Notes on Ptolemy’s Geography

Raw notes blog

This blog is a repository for my notes on historical topics, based on source texts of various kinds including primary sources and modern secondary works. It may not be all that readable, but will help me keep track of these sources which I may wish to refer to elsewhere. Much of it is connected to 17th and 18th century research I'm doing for my Substack newsletter Diamond Pitt.

However, I also have an interest in earlier history and in particular the development and transmission of knowledge about the world, in the form of ideas, inventions, beliefs and practices, from the early centuries of the Common Era onwards. My starting point is Ptolemy’s Geography, a landmark text from the mid-second century CE.

Claudius Ptolemy

Claudius Ptolemy (c. 100 CE – c. 180 CE) was an Alexandrian, and despite his name probably not related either to the Claudian or to the Ptolemaic dynasty. Nobody can be quite sure, as his personal history is obscure. He is best known for his two works in Greek, the Geography and Almagest. The Almagest is about astronomy (and astrology too – they were not clearly separated then). Geography, on the other hand, was an instruction manual for drawing maps of the world.

The most useful modern edition of Ptolemy's Geography is by Berggren & Jones in 2000 (see below). They have translated the theoretical chapters, which form a coherent treatise on constructing world maps and are separate from the more difficult to reconstruct tabular data that forms the bulk of the book.

The work’s Greek title, Geographike Hyphegesis, can be rendered as ‘Guide to Drawing a World Map’. B&J

Unfortunately this work has suffered poorly in the preservation of its text, partly because of the technical nature of its contents, which made it especially hard to copy accurately. All the available manuscripts (about 50 in number) can be shown to descend from a single ancestor, which may itself have been copied at an early date but already contains errors that show it was not the author’s original. Such is the way with studying ancient texts. Luckily, B&J have managed to find ways to retrieve a lot of sense out of the slightly messy raw material.
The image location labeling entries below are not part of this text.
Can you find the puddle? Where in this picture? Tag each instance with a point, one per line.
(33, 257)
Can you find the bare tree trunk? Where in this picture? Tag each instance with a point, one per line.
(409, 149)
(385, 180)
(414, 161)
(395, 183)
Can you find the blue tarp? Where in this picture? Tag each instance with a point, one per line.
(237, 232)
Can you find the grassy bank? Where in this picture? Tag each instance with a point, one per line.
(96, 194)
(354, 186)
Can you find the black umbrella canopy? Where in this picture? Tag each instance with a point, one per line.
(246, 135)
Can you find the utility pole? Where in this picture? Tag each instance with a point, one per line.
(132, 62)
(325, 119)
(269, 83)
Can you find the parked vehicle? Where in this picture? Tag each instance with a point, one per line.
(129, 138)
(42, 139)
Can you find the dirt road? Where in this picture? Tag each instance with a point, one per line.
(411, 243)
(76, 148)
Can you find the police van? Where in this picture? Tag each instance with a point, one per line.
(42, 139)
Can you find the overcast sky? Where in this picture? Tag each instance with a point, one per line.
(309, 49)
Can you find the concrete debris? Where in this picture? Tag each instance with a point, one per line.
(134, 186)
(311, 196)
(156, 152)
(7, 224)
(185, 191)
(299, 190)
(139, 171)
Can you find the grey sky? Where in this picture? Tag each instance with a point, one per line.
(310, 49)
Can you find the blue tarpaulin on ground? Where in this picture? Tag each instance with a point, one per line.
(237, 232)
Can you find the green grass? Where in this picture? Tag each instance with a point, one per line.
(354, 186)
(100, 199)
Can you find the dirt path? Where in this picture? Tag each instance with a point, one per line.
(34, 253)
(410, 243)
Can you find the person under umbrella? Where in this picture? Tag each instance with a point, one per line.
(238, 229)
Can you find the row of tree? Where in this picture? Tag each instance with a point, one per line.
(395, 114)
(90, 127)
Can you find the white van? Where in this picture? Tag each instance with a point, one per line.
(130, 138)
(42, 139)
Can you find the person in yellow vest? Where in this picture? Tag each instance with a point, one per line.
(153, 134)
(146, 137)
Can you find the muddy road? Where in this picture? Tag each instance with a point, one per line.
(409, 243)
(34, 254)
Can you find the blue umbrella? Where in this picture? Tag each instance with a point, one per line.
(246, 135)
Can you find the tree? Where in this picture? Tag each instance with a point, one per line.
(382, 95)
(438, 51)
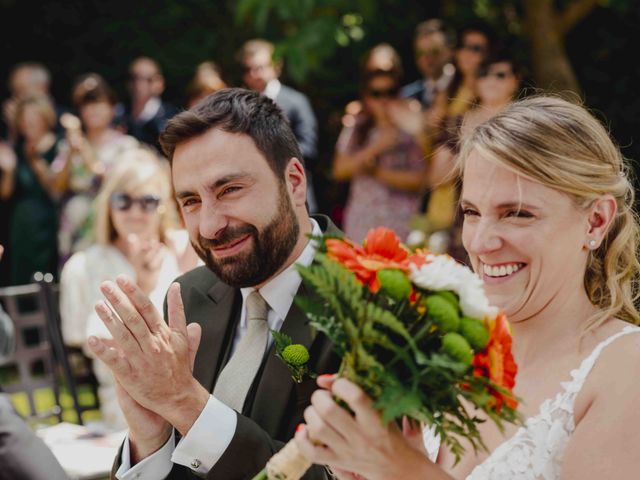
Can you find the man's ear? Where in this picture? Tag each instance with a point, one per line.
(602, 212)
(296, 181)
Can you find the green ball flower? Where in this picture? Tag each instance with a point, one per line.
(394, 283)
(296, 355)
(450, 297)
(475, 332)
(455, 345)
(443, 313)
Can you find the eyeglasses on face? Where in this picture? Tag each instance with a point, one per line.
(500, 74)
(429, 53)
(142, 78)
(473, 47)
(123, 202)
(382, 92)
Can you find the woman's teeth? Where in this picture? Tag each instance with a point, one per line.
(502, 270)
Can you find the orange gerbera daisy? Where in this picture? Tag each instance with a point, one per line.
(381, 250)
(496, 362)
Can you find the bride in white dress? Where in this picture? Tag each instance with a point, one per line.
(545, 192)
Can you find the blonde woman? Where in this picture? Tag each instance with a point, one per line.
(550, 227)
(135, 234)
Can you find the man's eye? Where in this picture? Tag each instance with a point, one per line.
(230, 190)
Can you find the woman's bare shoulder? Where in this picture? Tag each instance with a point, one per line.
(617, 366)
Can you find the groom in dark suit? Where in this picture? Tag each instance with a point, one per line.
(241, 188)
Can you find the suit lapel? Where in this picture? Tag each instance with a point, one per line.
(274, 387)
(216, 313)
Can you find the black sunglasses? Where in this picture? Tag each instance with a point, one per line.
(500, 75)
(473, 47)
(382, 93)
(124, 201)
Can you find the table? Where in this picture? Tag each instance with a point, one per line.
(83, 452)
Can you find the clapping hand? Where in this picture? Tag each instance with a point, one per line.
(8, 159)
(360, 445)
(151, 361)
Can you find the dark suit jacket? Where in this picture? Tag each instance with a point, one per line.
(148, 131)
(298, 111)
(275, 404)
(23, 456)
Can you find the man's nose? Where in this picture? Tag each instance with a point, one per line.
(212, 221)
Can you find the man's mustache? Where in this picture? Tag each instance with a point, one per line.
(228, 235)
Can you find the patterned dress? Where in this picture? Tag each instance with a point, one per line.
(371, 203)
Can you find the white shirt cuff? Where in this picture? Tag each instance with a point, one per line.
(155, 466)
(208, 438)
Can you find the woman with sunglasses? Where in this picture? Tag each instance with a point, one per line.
(135, 233)
(383, 162)
(498, 84)
(91, 145)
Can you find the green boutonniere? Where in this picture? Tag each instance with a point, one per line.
(294, 356)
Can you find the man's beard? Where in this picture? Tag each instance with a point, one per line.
(271, 248)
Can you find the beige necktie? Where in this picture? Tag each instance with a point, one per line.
(237, 376)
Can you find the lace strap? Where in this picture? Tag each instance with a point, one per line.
(580, 374)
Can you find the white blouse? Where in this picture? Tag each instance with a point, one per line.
(80, 283)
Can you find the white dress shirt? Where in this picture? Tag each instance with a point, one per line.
(213, 430)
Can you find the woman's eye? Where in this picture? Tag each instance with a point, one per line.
(519, 214)
(188, 202)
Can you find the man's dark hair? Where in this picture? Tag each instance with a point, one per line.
(237, 110)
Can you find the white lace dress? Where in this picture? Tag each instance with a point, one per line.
(536, 451)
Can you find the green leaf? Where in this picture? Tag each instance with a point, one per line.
(281, 340)
(397, 402)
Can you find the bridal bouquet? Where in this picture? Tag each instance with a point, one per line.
(416, 332)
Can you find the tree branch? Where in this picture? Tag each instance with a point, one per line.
(574, 13)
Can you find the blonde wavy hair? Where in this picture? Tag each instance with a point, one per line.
(562, 146)
(132, 169)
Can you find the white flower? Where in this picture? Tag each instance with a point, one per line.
(442, 272)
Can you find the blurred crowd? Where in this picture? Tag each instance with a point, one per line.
(86, 193)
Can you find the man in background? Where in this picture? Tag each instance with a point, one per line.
(433, 44)
(148, 113)
(261, 73)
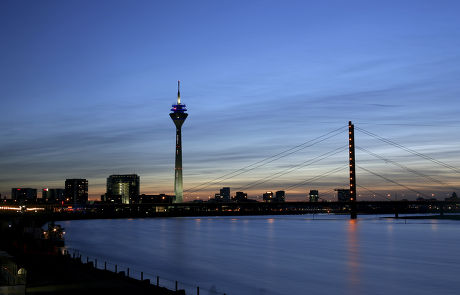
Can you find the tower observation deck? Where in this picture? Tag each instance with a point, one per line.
(178, 115)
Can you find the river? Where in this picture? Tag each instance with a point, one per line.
(279, 255)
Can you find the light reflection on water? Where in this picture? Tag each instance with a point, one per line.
(282, 254)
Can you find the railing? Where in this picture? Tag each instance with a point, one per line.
(104, 264)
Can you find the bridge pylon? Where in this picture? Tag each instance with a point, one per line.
(351, 156)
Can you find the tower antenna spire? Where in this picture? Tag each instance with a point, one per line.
(178, 91)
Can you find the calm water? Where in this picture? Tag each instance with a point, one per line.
(282, 254)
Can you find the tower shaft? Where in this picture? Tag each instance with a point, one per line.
(178, 115)
(178, 182)
(351, 155)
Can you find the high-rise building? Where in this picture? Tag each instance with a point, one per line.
(178, 115)
(156, 199)
(343, 195)
(24, 195)
(268, 197)
(76, 191)
(126, 186)
(53, 195)
(240, 197)
(280, 196)
(313, 196)
(225, 194)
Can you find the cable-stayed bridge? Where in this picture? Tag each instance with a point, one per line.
(346, 170)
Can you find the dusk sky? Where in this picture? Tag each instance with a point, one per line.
(87, 86)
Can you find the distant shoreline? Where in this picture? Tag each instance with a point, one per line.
(442, 217)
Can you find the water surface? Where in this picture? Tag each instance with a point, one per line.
(282, 254)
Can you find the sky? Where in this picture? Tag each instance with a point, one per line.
(87, 86)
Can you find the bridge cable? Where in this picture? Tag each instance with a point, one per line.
(375, 193)
(432, 179)
(426, 157)
(315, 178)
(267, 160)
(296, 167)
(392, 181)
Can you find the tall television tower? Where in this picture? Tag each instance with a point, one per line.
(178, 115)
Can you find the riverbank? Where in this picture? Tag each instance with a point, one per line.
(48, 271)
(441, 217)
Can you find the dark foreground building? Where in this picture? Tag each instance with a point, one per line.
(53, 195)
(76, 191)
(24, 195)
(123, 189)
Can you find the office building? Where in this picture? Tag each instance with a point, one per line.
(53, 195)
(313, 196)
(76, 191)
(156, 199)
(24, 195)
(268, 197)
(280, 196)
(126, 186)
(343, 195)
(240, 197)
(178, 116)
(225, 194)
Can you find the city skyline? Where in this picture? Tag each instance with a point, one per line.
(87, 88)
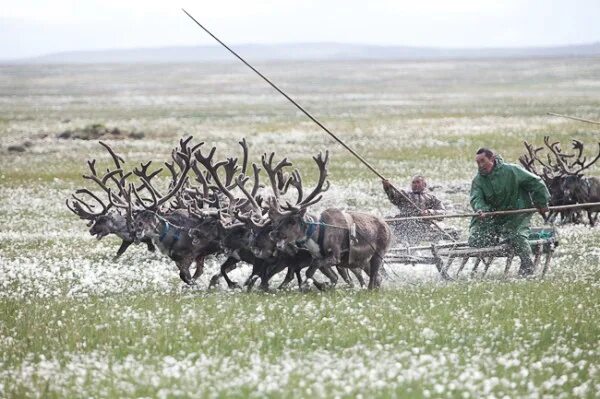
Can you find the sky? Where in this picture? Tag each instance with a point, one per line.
(36, 27)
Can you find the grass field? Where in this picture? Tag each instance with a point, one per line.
(75, 323)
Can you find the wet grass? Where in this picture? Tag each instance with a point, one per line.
(74, 322)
Through most of the Middle Ages, Ptolemy’s Geography was a rare and little-read text, a situation paralleled in the history of other ancient scientific and technical works. p.43

Ptolemy represented the culmination of a tradition of Greek thought which brought together mathematical, astronomical and geographical knowledge. By Greek, remember that as used in this context it means culturally Greek, not an inhabitant of the part of the world we know today as Greece. As noted he lived in what is now Egypt. The mainly Greek-speaking part of the Roman empire encompassed the whole of the eastern Mediterranean as well as much of north Africa.

The Greeks had learned about astronomical observation and mathematical techniques from the Babylonians, Egyptians and others, but more persistently than any before them they pursued the research goal of conceptualising and mapping the globe. Ptolemy’s final achievement covered 180 degrees of longitude and 80 degrees of latitude (between 20° S and 60° N).
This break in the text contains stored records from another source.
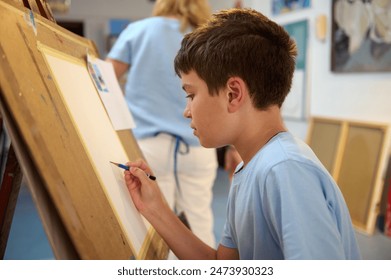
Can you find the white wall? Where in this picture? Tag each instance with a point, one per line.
(363, 97)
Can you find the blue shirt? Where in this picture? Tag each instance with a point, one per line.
(285, 205)
(153, 91)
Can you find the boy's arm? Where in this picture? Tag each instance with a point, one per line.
(148, 200)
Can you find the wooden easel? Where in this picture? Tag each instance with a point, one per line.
(59, 173)
(12, 176)
(10, 185)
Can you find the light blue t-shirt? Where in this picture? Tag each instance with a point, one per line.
(285, 205)
(153, 91)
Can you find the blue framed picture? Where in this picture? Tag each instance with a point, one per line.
(286, 6)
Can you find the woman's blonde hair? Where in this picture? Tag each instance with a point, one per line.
(191, 13)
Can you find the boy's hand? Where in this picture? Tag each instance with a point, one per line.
(145, 192)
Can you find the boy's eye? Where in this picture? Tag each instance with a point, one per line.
(190, 96)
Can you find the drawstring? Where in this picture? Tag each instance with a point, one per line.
(178, 141)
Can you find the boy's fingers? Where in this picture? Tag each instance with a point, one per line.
(140, 174)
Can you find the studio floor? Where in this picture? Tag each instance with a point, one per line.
(27, 239)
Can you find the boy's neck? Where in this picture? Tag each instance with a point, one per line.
(258, 132)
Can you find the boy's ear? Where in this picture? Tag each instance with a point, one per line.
(235, 93)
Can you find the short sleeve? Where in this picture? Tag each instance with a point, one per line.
(298, 207)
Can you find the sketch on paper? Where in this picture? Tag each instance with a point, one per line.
(361, 36)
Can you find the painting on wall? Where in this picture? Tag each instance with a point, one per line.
(361, 36)
(285, 6)
(295, 103)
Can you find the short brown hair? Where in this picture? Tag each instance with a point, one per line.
(243, 43)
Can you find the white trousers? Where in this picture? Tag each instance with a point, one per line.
(196, 171)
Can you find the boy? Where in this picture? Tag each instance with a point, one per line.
(236, 72)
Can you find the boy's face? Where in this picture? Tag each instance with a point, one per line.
(208, 113)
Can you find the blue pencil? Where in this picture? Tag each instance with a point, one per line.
(123, 166)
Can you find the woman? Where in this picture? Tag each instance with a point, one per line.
(185, 170)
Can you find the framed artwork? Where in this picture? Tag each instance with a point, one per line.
(285, 6)
(295, 102)
(361, 36)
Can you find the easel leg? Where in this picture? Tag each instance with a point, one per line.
(9, 191)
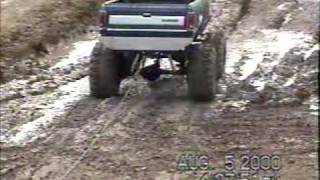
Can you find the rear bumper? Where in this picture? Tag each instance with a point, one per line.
(145, 43)
(146, 40)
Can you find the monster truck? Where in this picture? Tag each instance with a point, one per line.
(133, 30)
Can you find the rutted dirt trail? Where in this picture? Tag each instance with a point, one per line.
(266, 105)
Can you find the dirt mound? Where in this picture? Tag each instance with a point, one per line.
(28, 31)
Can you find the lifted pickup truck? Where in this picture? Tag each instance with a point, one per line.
(133, 30)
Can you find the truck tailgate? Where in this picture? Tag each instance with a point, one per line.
(146, 27)
(146, 16)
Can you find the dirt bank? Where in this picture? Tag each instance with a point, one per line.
(31, 28)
He introduced the practice of writing down the coordinates of latitude and longitude for every feature drawn on a world map, so that someone else possessing only the text of the Geography could reproduce Ptolemy’s map at any time, in whole or in part, and at any scale. He was apparently also the first to devise sophisticated map projections with a view to giving the visual impression of the earth’s curvature while at the same time preserving to a limited extent the relative distances between various localities. p.3

Ptolemy’s work remained state of the art until the time of Columbus – who relied on his unfortunate under-estimate of the size of the Earth, and thereby hoped to reach China easily via the westward route. Ptolemy began from the state of knowledge available to him in his own Mediterranean milieu, principally the Greek-language tradition. In India also there is evidence of an early understanding of the spherical nature of Earth, and of occasional communication between these two regions. Evidence on this topic from other parts of the world is more sparse, but I will return to that topic another time.

Ptolemy’s geography rests explicitly on his conception of cosmology – theories about the shape and structure of the universe beyond our earthly habitation. The standard model in Greek thought was the nested-sphere model, in which the spherical Earth sits at the centre of a much larger sphere containing the stars. Following precursors in Plato and earlier writers, this theory in its detailed form originates mainly with Aristotle.
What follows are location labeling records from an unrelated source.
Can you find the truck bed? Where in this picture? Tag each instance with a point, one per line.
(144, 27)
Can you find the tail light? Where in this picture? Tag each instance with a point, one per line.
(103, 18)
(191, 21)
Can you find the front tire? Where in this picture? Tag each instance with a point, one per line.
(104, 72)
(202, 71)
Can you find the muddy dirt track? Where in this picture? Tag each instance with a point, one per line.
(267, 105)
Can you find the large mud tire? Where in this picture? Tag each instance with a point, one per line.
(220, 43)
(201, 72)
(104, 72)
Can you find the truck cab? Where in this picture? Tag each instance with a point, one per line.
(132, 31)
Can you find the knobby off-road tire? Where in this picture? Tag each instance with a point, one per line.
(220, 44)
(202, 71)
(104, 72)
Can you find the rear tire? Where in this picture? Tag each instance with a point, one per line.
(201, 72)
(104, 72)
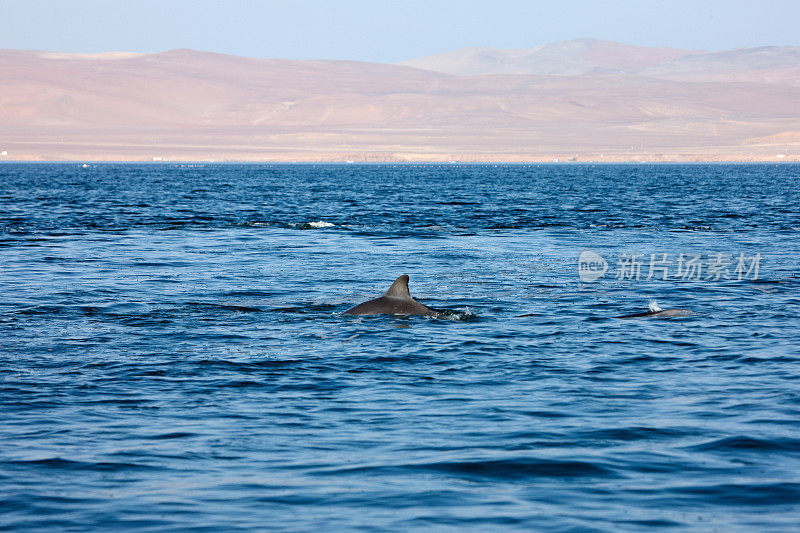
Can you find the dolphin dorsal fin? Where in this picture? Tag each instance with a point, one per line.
(399, 288)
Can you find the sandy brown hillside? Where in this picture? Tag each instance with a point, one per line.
(192, 105)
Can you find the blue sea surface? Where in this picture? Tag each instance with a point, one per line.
(174, 354)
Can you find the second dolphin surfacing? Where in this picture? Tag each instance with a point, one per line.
(396, 301)
(656, 312)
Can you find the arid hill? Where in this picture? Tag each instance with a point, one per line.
(578, 100)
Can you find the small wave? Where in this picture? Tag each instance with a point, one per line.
(67, 464)
(313, 225)
(742, 443)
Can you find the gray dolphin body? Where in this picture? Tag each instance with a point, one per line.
(396, 301)
(656, 312)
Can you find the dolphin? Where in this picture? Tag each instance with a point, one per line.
(396, 301)
(655, 311)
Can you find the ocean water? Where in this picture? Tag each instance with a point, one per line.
(174, 354)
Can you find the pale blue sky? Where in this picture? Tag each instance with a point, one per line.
(387, 31)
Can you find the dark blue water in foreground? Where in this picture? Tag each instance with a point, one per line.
(174, 356)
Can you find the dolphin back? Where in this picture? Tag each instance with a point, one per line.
(396, 301)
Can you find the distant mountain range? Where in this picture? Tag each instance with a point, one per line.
(770, 64)
(574, 100)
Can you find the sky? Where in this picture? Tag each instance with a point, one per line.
(387, 31)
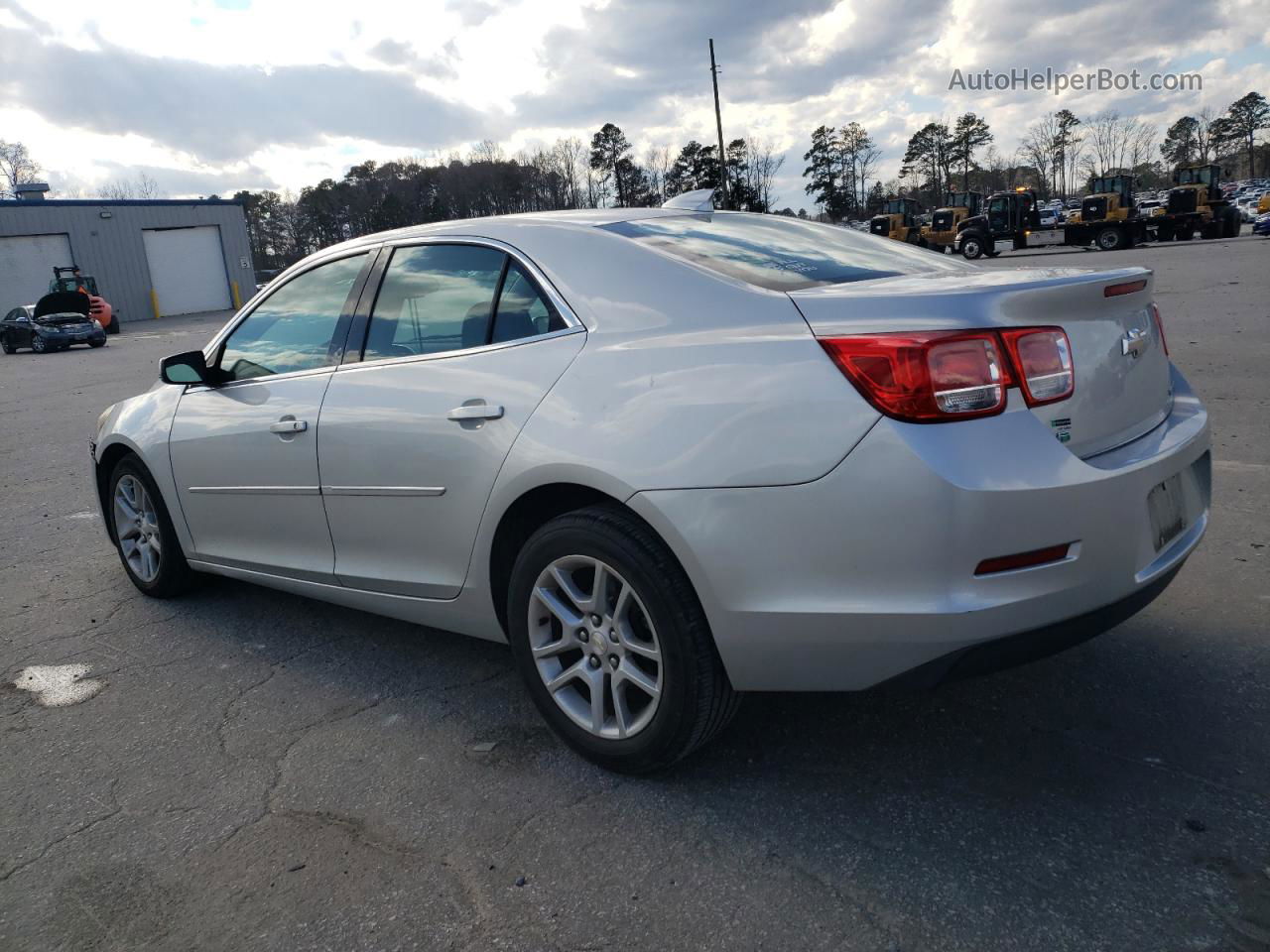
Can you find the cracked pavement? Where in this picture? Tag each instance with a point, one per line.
(271, 774)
The entire sphere of stars, all imagined as being equidistant from Earth, rotated over a period of twenty-four hours. The movements of the planets (plus the Sun and Moon) took place above the Earth but closer than the celestial sphere. Their motions were very complicated, and remained contested, but luckily need not be considered in the context of the Geography. Ptolemy’s other major work, Almagest, describes his planetary theories, which remained standard until the work of Copernicus and Kepler.

This approach to cosmology, even though it may be (and was) used to underpin astrological readings, is essentially mechanical rather than mythological, a matter more of geometry than of spirituality. It represents one way of approaching the world, an observational and metrical approach. Thus one kind of view of the ‘known world’ was arrived, consisting of maps and star charts, combined with other scholarly works such as ethno-geographical treatises on the regions known to be inhabited and that had been visited by travellers.

There were also different cosmic theories of a more mythological character. Some, especially the Gnostics and neo-Platonists, drew upon the spherical model in their schemes of door-keepers and secret passwords to enable the rising soul to reach higher realms. Others such as the Jewish apocalyptic tradition and the Manichaeans employed a more conceptual notion of other worlds, not necessarily clearly defined in their spatial relation to our own. As well as the very technical approach of Ptolemy I intend to explore some of the more imaginative cosmologies of the period.